Publisher: Penguin
Publication Date: February 2025
Currently I am taking part in my local library’s ‘Book Bingo’ challenge for 2025. One of the categories within the challenge, to read 12 books over 12 months, is to read a book from a genre I would never normally read. Susan Barker’s book ‘Old Soul’ definitely fits that description as ‘horror’ is not something that I would normally gravitate towards. I had, however, heard several recommendations for this book along with praise for Susan Barker’s previous novel ‘The Incarnations’; it had also been listed as ‘literary fiction’ and so I decided I would read her latest novel.
In short, this book is unlike anything I have ever read! The book opens through a chance meeting between Jake and Mariko at an airport. What initially felt like a romance gone wrong, turned into something completely different. Over the course of an evening the pair discover that they have a grisly connection. Namely Mariko’s twin brother and Jake’s friend died in the same brutal and mysterious way and both have been traumatised by the nature of their loved ones particular death. The novel’s narrative then splits to a ‘real time’ encounter between Rosa, a twenty something social media influencer and the mysterious woman who we realise is the individual connecting Jake and Mariko’s narratives. We then span across different time and places, different people and with different narratives but come to realise that despite these differences the thing connecting them is this particular woman. She has different names and different looks; however, she remains the constant and she means real harm.

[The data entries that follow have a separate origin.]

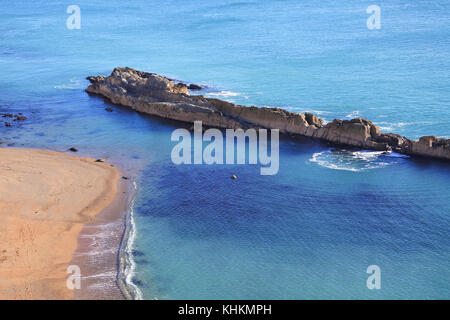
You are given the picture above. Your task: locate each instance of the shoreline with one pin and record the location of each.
(60, 232)
(125, 262)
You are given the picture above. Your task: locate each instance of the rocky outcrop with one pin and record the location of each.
(157, 95)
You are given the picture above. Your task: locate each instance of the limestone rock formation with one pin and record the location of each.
(157, 95)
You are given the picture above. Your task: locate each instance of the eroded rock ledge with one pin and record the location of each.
(157, 95)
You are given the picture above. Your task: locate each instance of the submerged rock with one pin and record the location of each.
(195, 87)
(157, 95)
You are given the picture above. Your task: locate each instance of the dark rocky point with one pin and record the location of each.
(194, 87)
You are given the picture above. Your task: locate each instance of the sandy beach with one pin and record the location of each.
(46, 199)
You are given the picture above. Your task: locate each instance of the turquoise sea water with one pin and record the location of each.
(308, 232)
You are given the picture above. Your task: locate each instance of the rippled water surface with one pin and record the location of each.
(310, 231)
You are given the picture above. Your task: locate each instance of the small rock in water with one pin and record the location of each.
(194, 87)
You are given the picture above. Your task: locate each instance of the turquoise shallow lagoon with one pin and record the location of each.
(308, 232)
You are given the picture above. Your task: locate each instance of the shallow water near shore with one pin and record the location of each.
(308, 232)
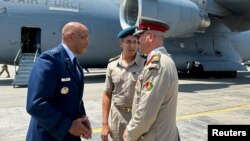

It was a deeply unsettling book, intensified by the woman’s present ritual with Rosa being interspersed between stories of previous individuals whose lives she had changed and destroyed irrevocably. To be this close to the ‘old soul’ and having your knowledge grow of their misdeeds added a real tension to this story as we know Rosa’s fate is not going to be a happy one, we become complicit in the process. We as readers, along with Jake want to work out if there is a way to make it stop or at least find out how this woman came to be. Every time we meet a new character and begin a new story there is the same fatal inevitability and impending doom that fills the pages and we feel powerless to stop it.
Once we reach the end of the story, in what feels like a climactic horror movie moment, a lot of questions remain. It did not feel as cathartic as I had hoped but perhaps that is the point. This novel does not provide much comfort and at times is particularly grisly. It was, for me, a really unique reading experience and one that I will not forget for a long time.